In earlier times, stocks traded on the local stock exchange used to track or even anticipate the nation's business cycle. But that reliable role as a leading indicator began to seriously break down after the financial crisis of 2008. Since then, because of the hallucinogenic effects of "quantitative easing" (QE), - stock markets are no longer reflections of the health of the local economies or forecasting mechanisms of the business cycles. Instead, they are just slices of ownership in specific companies that are unreliable gauges of anything but the underlying strength of the companies they represent, their dividend payments and buybacks, and the schizophrenic mind-set of the traders who buy and sell the shares.

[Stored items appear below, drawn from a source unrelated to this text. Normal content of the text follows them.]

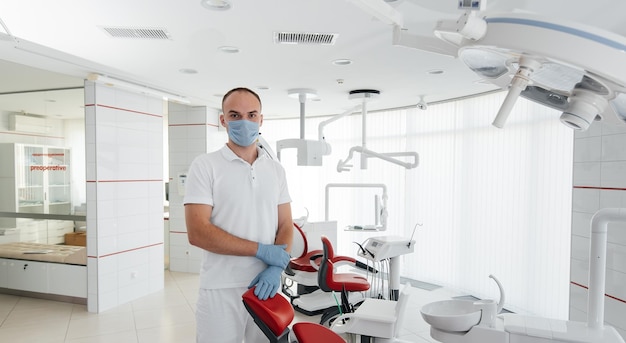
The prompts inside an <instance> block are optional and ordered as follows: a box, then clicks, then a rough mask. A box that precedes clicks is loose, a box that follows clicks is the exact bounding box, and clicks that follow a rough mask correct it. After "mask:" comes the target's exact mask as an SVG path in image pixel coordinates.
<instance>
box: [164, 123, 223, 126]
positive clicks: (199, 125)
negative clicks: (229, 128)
mask: <svg viewBox="0 0 626 343" xmlns="http://www.w3.org/2000/svg"><path fill="white" fill-rule="evenodd" d="M168 126H213V127H219V125H215V124H209V123H204V124H169V125H168Z"/></svg>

Central banking, - ostensibly designed to combat high levels of inflation and promote economic growth, while overseeing the stability of the banking industry
Central Banking is designed so the bankers have complete and total controll of the currency and its creation. Therefore complete and total control of everything on planet earth. Once one realizes this, then one can truly appreciate what a huge success the Central Banks really are.
"I'm pumping up sunshine
Oh yeah
I'm pumping up sunshine
Whoa oh
I'm pumping up sunshine
Oh Yeah
And it's feeling so good"
I don't get the background.. where are these bullish/bearish ratio charts/data from?